- Nikita Velichko visits Mutabor, the new superclub causing a stir in the Russian capital.
- Several Moscow clubs have closed their doors in recent months, but a new key player has also emerged. Mutabor, which is run collectively by the promoters Arma, Rabitza, System 108 and The Volks, has been described by the organisers as a "cultural center," though, in essence, it's a hotspot for electronic music lovers. Within the first month, the likes of Ricardo Villalobos, Vera and Kangding Ray played there, joined by Russian acts such as the Gost Zvuk crew. Its early success shows that solidarity across different promoters and communities is the best way for the local scene to survive.
On my way from Dubrovka metro station to the European Bearing Corporation building, where Mutabor occupies a former machinery plant, I noticed some groups had been turned away by the bouncer—to give yourself the best chance of entry, you should look sober, dress appropriately and know what you're going to see. Once through the entrance, I arrived at the μ stage, a yard with lit-up trees, unusual furniture and some old machinery. A Soviet mosaic sat above the door leading to the main building, with factory workers depicted as ancient gods. Inside the lobby was a telephone box with a poster of Rabitza's Нейронный Лом party, which was cancelled the day after the club was raided.

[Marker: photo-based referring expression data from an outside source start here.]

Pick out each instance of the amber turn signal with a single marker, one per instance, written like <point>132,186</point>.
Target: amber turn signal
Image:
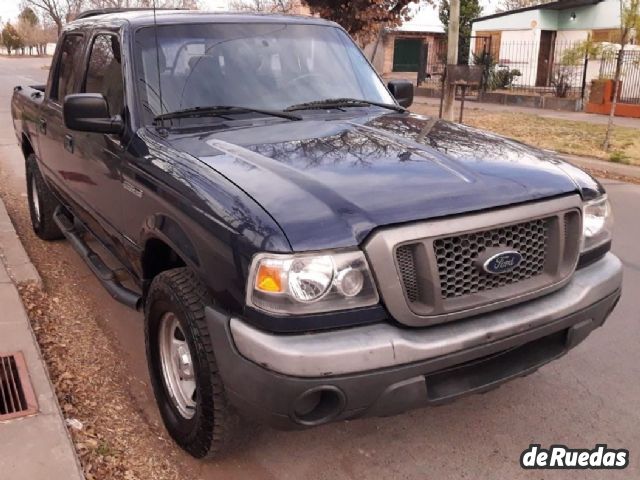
<point>269,279</point>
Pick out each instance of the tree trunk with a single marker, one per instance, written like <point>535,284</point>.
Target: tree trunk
<point>616,85</point>
<point>452,57</point>
<point>375,47</point>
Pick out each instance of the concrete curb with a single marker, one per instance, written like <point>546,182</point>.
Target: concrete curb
<point>12,253</point>
<point>37,446</point>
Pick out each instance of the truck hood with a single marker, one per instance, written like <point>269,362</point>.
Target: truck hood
<point>329,183</point>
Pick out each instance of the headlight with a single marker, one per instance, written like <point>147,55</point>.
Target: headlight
<point>597,220</point>
<point>307,283</point>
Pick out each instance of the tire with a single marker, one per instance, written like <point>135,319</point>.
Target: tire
<point>42,203</point>
<point>205,429</point>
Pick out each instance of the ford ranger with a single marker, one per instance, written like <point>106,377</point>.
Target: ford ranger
<point>304,248</point>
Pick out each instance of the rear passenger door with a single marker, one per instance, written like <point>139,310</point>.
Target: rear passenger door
<point>99,156</point>
<point>53,135</point>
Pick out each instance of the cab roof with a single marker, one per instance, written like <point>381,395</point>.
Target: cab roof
<point>145,17</point>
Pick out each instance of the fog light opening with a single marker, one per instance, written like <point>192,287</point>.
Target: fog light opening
<point>318,405</point>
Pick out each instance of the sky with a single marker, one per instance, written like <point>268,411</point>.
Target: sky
<point>9,9</point>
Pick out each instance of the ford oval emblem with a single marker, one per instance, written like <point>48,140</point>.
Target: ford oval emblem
<point>502,262</point>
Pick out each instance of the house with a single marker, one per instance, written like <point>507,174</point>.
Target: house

Tonight's party was TEST, a series of large raves run by System 108 featuring headline acts and light installations. In M, the main dance floor, which drew inevitable comparisons to Berghain, it was all about audiovisual shows and four-on-the-floor techno. After Nonotak's set, which featured two figures onstage, light beams moving all around them, a smoke alarm suddenly went off. Everyone calmly moved to μ, where we caught a glimpse of Geju playing ambient before returning to M for Mujuice. At 2 AM, the first steady thump rolled through the room, eliciting cheers. Boston 168 kept things banging, serving up uncompromising techno with trippy acid lines. The Italian duo let the tension build and build before unleashing the booming kick drums, the audience clapping along to their complex rhythms. Next came Nazira, who squeezed every ounce of energy out of dancers with a set of rough acid breakbeats.
Another great dancing spot was the smaller m stage on the ground floor. Clone Records hosted a takeover, describing the party later on Facebook as having "proper warehouse vibes." At around 7 AM, I got a surge of energy after hearing Lokier play The Mover's remix of "Trappist" by Cassegrain. Frustratingly, I didn't get to see Serge Clone because he clashed with Matias Aguayo, though I don't regret my decision—Aguayo's live set of kaleidoscopic tropical tunes, complete with polyrhythms and vocal samples, was totally refreshing. He appeared at μ right after sunrise. The setting, which sat in stark contrast to the rest of the venue, matched the music, with the crowd rocking away beneath foliage. Old tracks such as "El Sucu Tucu" blended dub and Latin sounds. Most people listened with big smiles, though dancing to such colourful psychedelia was tricky. Even so, his set definitely felt like the night's highlight.
Test lasted 25 hours. While I was there, I read a mixture of excitement and slight disbelief on people's faces. Mutabor, which translates from Latin as "I transform", takes the best from Arma (massive, imposing) and Rabitza (homely, wacky decor), while also delivering something new. After everything Moscow nightlife has faced in the last few years, the club feels like the start of something promising.